In het arrest van 22 december 2020 diende het hof van beroep te Gent uitspraak te doen over de belastbaarheid in de erfbelasting van uitkeringen door een Liechtensteinse stichting na het overlijden van haar oprichter en meer bepaald over de toepassing van art. 2.7.1.0.6 VCF.
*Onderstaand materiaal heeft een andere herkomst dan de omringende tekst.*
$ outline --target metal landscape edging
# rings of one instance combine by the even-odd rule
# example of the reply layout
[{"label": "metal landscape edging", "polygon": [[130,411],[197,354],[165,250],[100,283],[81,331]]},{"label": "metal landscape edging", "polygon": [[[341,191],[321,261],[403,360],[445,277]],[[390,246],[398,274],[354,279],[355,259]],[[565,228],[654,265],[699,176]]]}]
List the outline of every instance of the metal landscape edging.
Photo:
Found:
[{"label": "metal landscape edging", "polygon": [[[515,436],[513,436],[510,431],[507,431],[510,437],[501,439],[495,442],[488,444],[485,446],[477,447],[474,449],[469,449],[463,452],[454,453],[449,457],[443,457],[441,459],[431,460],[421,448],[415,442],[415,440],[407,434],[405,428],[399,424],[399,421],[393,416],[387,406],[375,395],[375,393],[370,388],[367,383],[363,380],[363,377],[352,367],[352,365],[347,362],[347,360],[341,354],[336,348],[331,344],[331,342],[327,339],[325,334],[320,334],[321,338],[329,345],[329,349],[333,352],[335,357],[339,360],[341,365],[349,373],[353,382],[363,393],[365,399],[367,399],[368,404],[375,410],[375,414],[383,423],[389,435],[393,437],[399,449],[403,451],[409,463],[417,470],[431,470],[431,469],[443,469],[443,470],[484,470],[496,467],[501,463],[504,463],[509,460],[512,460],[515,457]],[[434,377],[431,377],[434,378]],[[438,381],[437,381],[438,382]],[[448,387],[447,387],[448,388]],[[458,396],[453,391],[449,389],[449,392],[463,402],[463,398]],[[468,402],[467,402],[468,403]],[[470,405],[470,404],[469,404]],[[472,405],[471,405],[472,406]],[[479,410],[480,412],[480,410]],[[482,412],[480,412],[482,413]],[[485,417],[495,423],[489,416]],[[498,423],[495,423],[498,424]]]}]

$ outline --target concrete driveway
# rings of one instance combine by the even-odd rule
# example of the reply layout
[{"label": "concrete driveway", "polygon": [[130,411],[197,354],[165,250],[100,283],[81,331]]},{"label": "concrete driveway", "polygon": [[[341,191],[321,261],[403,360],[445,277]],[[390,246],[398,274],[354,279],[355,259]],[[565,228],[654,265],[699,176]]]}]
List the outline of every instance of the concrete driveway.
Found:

Art. 2.7.1.0.6 VCF (oud art. 8 W.Succ.) is een fictiebepaling op grond waarvan sommen, renten of waarden die kosteloos aan een persoon toekomen ingevolge een contract dat een door de erflater gemaakt beding ten behoeve van die persoon bevat, geacht worden een legaat te zijn, zodat erfbelasting is verschuldigd. Dit betreft de sommen, renten of waarden verkregen door die persoon 1) bij overlijden van de erflater, 2) binnen de drie jaar voor het overlijden van de erflater of 3) na het overlijden van de erflater. Ook de sommen, renten of waarden die aan een persoon toekomen ingevolge een door een derde gemaakt beding, zullen overeenkomstig art. 2.7.1.0.6 VCF worden belast met erfbelasting in de nalatenschap van de erflater, maar enkel in de mate de sommen, renten of waarden bij overlijden van de erflater aan die persoon toekomen. Dit laatste is belangrijk voor het uiteindelijke oordeel van het hof in dit arrest.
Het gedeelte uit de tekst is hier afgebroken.